Três são as situações que, pode dizer-se, determinaram a história desta final: o primeiro golo do CSKA; a hipótese de o Sporting chegar ao 2-2 e sofrendo praticamente de seguida o 1-3; e o génio de Daniel Carvalho, um brasileiro de nome bem português que carregou a equipa russa para a vitória.

A determinar esta conjuntura esteve o letal contra-ataque russo, que deu corpo às intenções bem explícitas desde os primeiros minutos de, pela rapidez da boa execução, chegar à área do Sporting com os defesas leoninos pelas costas.

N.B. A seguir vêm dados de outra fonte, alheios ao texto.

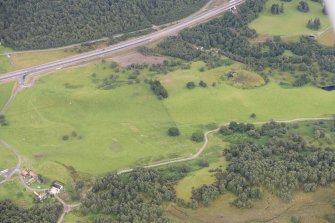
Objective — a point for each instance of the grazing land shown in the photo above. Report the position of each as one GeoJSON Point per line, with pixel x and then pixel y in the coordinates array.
{"type": "Point", "coordinates": [291, 22]}
{"type": "Point", "coordinates": [127, 126]}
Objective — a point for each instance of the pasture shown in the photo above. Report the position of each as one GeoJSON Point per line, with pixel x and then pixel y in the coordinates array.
{"type": "Point", "coordinates": [127, 126]}
{"type": "Point", "coordinates": [292, 22]}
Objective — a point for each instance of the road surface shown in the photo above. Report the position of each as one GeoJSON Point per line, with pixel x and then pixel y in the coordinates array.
{"type": "Point", "coordinates": [190, 21]}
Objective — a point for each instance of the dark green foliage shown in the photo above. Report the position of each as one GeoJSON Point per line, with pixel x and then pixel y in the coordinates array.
{"type": "Point", "coordinates": [175, 47]}
{"type": "Point", "coordinates": [190, 85]}
{"type": "Point", "coordinates": [133, 198]}
{"type": "Point", "coordinates": [158, 89]}
{"type": "Point", "coordinates": [173, 131]}
{"type": "Point", "coordinates": [198, 136]}
{"type": "Point", "coordinates": [10, 213]}
{"type": "Point", "coordinates": [303, 6]}
{"type": "Point", "coordinates": [3, 121]}
{"type": "Point", "coordinates": [203, 84]}
{"type": "Point", "coordinates": [35, 24]}
{"type": "Point", "coordinates": [282, 165]}
{"type": "Point", "coordinates": [230, 36]}
{"type": "Point", "coordinates": [205, 194]}
{"type": "Point", "coordinates": [314, 24]}
{"type": "Point", "coordinates": [277, 9]}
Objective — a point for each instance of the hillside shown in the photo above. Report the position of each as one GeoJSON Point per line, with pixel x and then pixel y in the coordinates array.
{"type": "Point", "coordinates": [36, 24]}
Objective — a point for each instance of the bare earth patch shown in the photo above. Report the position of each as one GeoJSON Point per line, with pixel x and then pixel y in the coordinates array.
{"type": "Point", "coordinates": [137, 58]}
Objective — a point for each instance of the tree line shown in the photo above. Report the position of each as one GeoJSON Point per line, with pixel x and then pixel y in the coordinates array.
{"type": "Point", "coordinates": [230, 35]}
{"type": "Point", "coordinates": [11, 213]}
{"type": "Point", "coordinates": [35, 24]}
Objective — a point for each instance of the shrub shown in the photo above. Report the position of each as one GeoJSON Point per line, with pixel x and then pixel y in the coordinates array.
{"type": "Point", "coordinates": [173, 132]}
{"type": "Point", "coordinates": [202, 84]}
{"type": "Point", "coordinates": [190, 85]}
{"type": "Point", "coordinates": [198, 136]}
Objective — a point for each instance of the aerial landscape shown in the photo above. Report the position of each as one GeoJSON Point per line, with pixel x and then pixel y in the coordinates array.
{"type": "Point", "coordinates": [167, 111]}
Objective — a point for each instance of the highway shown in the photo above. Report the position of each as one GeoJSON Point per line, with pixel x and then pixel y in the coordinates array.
{"type": "Point", "coordinates": [187, 22]}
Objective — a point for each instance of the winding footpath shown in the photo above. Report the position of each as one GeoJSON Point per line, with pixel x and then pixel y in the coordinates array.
{"type": "Point", "coordinates": [68, 207]}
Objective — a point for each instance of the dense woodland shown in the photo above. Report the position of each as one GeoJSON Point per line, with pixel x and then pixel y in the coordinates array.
{"type": "Point", "coordinates": [33, 24]}
{"type": "Point", "coordinates": [11, 213]}
{"type": "Point", "coordinates": [272, 158]}
{"type": "Point", "coordinates": [230, 35]}
{"type": "Point", "coordinates": [132, 198]}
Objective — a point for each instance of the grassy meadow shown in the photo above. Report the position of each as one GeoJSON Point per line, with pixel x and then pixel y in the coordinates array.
{"type": "Point", "coordinates": [127, 126]}
{"type": "Point", "coordinates": [292, 22]}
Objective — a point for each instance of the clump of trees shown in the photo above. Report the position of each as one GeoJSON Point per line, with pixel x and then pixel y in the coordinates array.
{"type": "Point", "coordinates": [44, 212]}
{"type": "Point", "coordinates": [277, 9]}
{"type": "Point", "coordinates": [173, 132]}
{"type": "Point", "coordinates": [314, 24]}
{"type": "Point", "coordinates": [230, 36]}
{"type": "Point", "coordinates": [3, 121]}
{"type": "Point", "coordinates": [135, 197]}
{"type": "Point", "coordinates": [202, 84]}
{"type": "Point", "coordinates": [158, 89]}
{"type": "Point", "coordinates": [190, 85]}
{"type": "Point", "coordinates": [198, 136]}
{"type": "Point", "coordinates": [45, 24]}
{"type": "Point", "coordinates": [303, 6]}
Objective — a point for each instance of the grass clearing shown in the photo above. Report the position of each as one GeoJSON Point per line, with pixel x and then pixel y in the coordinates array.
{"type": "Point", "coordinates": [14, 191]}
{"type": "Point", "coordinates": [268, 24]}
{"type": "Point", "coordinates": [7, 158]}
{"type": "Point", "coordinates": [127, 126]}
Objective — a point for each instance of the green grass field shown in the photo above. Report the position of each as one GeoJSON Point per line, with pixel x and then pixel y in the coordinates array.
{"type": "Point", "coordinates": [292, 22]}
{"type": "Point", "coordinates": [127, 126]}
{"type": "Point", "coordinates": [14, 191]}
{"type": "Point", "coordinates": [5, 93]}
{"type": "Point", "coordinates": [7, 158]}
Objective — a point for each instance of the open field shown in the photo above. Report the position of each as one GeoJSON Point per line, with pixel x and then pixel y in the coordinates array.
{"type": "Point", "coordinates": [126, 126]}
{"type": "Point", "coordinates": [292, 22]}
{"type": "Point", "coordinates": [310, 207]}
{"type": "Point", "coordinates": [5, 92]}
{"type": "Point", "coordinates": [7, 158]}
{"type": "Point", "coordinates": [14, 191]}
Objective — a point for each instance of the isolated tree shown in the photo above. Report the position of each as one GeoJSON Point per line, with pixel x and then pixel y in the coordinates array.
{"type": "Point", "coordinates": [202, 84]}
{"type": "Point", "coordinates": [303, 6]}
{"type": "Point", "coordinates": [198, 136]}
{"type": "Point", "coordinates": [173, 132]}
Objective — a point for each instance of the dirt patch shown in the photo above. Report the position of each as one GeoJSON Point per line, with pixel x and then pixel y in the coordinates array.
{"type": "Point", "coordinates": [137, 58]}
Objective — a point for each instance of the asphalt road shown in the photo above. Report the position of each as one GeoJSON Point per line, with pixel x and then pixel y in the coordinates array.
{"type": "Point", "coordinates": [190, 21]}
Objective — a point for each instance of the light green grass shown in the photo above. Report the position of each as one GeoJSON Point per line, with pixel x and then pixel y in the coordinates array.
{"type": "Point", "coordinates": [14, 191]}
{"type": "Point", "coordinates": [120, 128]}
{"type": "Point", "coordinates": [127, 126]}
{"type": "Point", "coordinates": [292, 22]}
{"type": "Point", "coordinates": [7, 158]}
{"type": "Point", "coordinates": [5, 93]}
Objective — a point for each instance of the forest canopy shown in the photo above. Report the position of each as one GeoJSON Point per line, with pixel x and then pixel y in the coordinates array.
{"type": "Point", "coordinates": [33, 24]}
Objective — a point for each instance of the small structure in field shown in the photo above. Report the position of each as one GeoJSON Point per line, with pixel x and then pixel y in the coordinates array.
{"type": "Point", "coordinates": [41, 196]}
{"type": "Point", "coordinates": [56, 187]}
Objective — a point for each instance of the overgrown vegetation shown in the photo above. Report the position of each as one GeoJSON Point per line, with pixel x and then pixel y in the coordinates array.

Mas, em relação ao resultado final, o início foi bastante enganador. O Sporting entrou bem no jogo, acertou marcações e correndo mais do que um adversário, que nitidamente, se ia «guardando» para ver como as coisas corriam, foi jogando ao seu estilo.

Deu para perceber desde muito cedo que Daniel Carvalho era o organizador do CSKA e dos seus pés sairiam os lançamentos para Vagner Love e Olic. Rochemback acabou por «secar» o seu compatriota no primeiro tempo e a aposta era nas trocas de bola curtas com muitos passes entre «Roca», a distribuir, Moutinho, a organizar, e companhia.

Só que os avançados leoninos acabaram por ser improdutivos, No primeiro tempo, conseguiram entrar na área russa algumas vezes, mas nem todas as tabelas saíram bem. E, por alto, era de todo impossível bater a linha de três defesas «gigantes» dos moscovitas.

Frequentemente foi preciso aos dois jogadores mais avançados irem procurar a bola noutras partes do campo. E acabou por ser com uma remate de fora da área que o Sporting conseguiu chegar ao golo. A vantagem era justa, face aos dados lançados pelos dois técnicos, e os leões materializaram em golo o domínio imposto até então.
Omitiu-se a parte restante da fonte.